Archives and Library Division
UNITED DAUGHTERS OF THE CONFEDERACY (MISSISSIPPI DIVISION) SOUTHERN CROSS OF HONOR RECORDS
The Mississippi Division of the United Daughters of the Confederacy held its first convention on April 27, 1897, at Meridian, but individual chapters had already begun organizing as early as 1893.
The Southern Cross of Honor was a bronze medal given by the United Daughters of the Confederacy to a Confederate veteran of the army or navy, his widow, or his eldest lineal descendant. The idea originated in 1898 with Mary Ann Lamar Cobb Erwin, and the design was submitted by Mrs. S. E. Gabbett in 1899. The medal was cast in the shape of a Maltese cross at a cost of thirteen cents. The design and cost were to be kept simple so that the medal itself would not be intrinsically valued but that its sentimental value would increase with time.
The first Southern Cross of Honor medal was awarded on April 26, 1900, one of the memorial days designated by the United Daughters of the Confederacy. The medal was awarded until 1951. Apparently, no more medals were available after that time. In 1954, the United Daughters of the Confederacy began collecting medals for donation to museums.
The United Daughters of the Confederacy has continued giving other memorial awards to veterans of foreign wars.

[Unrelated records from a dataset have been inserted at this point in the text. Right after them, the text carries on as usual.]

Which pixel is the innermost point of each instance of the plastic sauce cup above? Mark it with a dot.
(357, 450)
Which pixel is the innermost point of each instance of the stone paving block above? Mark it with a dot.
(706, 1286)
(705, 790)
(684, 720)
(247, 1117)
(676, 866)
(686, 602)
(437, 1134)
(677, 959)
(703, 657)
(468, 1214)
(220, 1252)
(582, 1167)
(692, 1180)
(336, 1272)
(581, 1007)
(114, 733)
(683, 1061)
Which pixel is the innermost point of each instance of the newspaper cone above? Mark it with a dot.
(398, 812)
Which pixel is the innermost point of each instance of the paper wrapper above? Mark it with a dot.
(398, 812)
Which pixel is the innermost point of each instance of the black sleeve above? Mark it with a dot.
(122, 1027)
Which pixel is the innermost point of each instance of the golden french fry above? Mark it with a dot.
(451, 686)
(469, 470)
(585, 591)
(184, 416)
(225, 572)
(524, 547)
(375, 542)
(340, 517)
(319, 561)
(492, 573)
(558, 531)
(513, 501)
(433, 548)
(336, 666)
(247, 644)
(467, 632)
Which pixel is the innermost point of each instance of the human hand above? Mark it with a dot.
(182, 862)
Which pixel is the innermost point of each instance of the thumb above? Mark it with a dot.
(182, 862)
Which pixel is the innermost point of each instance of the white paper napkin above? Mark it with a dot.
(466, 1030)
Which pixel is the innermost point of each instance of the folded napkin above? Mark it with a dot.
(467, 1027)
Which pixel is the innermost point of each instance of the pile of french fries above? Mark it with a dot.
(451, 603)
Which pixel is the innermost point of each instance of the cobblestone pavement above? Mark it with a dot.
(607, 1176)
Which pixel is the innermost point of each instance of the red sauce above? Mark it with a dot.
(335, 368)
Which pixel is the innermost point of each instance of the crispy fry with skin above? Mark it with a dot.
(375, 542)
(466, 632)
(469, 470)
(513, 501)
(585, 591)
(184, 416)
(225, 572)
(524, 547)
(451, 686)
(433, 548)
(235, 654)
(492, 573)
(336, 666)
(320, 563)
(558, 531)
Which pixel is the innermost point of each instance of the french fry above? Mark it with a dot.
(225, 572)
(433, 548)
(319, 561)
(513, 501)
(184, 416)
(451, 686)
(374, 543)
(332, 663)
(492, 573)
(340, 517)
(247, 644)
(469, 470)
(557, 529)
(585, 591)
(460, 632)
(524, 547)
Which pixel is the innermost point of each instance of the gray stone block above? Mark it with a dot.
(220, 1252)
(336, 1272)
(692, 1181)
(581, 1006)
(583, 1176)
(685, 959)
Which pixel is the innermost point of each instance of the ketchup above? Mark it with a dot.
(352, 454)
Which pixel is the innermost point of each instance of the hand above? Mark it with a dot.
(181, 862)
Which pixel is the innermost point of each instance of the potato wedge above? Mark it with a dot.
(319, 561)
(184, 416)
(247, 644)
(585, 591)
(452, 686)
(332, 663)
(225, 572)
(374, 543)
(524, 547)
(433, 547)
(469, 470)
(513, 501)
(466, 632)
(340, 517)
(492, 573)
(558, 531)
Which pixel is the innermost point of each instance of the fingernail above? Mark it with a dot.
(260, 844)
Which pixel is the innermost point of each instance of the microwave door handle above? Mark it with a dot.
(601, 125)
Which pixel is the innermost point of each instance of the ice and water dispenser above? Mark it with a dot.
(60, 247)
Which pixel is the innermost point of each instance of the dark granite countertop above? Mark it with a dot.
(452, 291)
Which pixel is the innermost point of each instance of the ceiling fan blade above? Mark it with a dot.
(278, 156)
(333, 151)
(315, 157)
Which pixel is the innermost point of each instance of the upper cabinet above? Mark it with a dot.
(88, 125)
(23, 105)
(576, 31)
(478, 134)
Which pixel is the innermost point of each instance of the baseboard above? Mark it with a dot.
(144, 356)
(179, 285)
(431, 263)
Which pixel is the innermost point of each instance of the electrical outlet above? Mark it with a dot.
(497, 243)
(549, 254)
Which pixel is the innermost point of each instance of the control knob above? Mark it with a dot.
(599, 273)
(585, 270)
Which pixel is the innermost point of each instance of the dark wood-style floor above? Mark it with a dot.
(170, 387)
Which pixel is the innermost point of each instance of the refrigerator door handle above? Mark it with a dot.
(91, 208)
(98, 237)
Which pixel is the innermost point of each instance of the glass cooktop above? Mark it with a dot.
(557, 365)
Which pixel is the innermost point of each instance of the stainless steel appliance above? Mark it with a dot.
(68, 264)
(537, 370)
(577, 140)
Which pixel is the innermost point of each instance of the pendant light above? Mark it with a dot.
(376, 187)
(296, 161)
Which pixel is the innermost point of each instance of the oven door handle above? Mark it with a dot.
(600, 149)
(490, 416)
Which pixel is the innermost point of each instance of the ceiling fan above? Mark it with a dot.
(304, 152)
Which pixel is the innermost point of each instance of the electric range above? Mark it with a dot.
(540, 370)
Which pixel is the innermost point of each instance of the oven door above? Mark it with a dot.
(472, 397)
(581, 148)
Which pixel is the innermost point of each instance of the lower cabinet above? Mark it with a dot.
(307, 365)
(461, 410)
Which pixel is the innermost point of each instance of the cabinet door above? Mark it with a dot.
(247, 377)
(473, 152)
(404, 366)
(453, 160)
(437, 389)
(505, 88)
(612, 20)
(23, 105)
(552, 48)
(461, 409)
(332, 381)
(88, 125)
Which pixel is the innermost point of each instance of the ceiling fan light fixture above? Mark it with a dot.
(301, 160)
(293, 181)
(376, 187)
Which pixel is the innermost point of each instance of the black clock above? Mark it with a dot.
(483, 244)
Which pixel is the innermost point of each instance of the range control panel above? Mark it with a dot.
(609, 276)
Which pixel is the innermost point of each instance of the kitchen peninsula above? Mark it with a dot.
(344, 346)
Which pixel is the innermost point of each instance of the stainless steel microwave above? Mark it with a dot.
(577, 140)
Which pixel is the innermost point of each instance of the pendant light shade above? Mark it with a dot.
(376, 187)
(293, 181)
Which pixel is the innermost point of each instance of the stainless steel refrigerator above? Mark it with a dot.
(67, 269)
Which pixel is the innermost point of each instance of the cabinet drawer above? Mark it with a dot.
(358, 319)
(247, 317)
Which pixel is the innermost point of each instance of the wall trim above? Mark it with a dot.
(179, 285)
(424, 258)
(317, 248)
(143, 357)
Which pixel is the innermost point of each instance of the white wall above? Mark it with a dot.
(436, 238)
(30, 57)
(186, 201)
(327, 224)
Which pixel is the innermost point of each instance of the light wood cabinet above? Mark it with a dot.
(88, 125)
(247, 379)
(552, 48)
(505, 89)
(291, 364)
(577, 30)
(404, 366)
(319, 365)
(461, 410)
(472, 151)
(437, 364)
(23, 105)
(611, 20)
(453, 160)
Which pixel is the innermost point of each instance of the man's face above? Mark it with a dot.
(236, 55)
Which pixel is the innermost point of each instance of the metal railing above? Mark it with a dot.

The idea of the Cross of Military Service, given to descendants of Confederate veterans serving in other wars, originated in 1918 with Mary B. Poppenheim and was first awarded in 1923 for service in World War I.
Scope and Content:
The two ledgers recording the recipients of the Southern Cross of Honor appear to be the statewide record for Mississippi from 1900 to 1918. The ledgers were organized in approximate chronological order by each successive recording secretary. The bulk of the records cover the years 1907 to 1918, but a few records refer to awards given as early as 1900. Of particular interest as a source for genealogical and historical information are the listings of veterans' units and time of service. There is no index.